The district is up against a $9 million deficit this year, $6 million next year and $15.7 million the year after, according to a new analysis by the Fiscal Crisis and Management Assistance Team.

And those figures don’t account for costs related to the raises teachers are receiving as part of the new contract.

“What I want to make clear to folks is that this raise that teachers ratified yesterday is dependent on the school board making the reduction to next year’s budget,” said school board member Jody London, before she was interrupted by booing and shouting from the mostly student attendees in the hall.

The night before, the Oakland Education Association announced that 58 percent of its members had voted to approve salary raises totaling 11 percent over four years and modest class size reductions, effectively ending the strike.

Each 1 percent pay increase for teachers and other school employees costs roughly $3.5 million, according to the district.

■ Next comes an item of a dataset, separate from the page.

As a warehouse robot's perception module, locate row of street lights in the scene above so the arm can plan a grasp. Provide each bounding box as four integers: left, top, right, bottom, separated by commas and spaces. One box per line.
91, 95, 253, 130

“Words cannot express how deeply grateful I am that this strike has come to a close,” Oakland schools Superintendent Kyla Johnson-Trammell said in a statement. “I’m happy that students have returned to school today, back into the safe, supportive learning environments created by our dedicated teachers.”

This was the school board's third attempt to vote on the cuts in less than a week. Two previous efforts were cancelled amid security concerns after protestors blocked board members from entering the building.

Johnson-Trammell said the district would try to secure funding through nonprofits and local public entities to save some of the programs on the chopping block.

She noted that while the district was on the right track, some difficult decisions still lay ahead.

"I understand the sense of urgency to fix all of our long-standing fiscal and systems issues, but the reality is that it will take a few years to stabilize the district,” she said.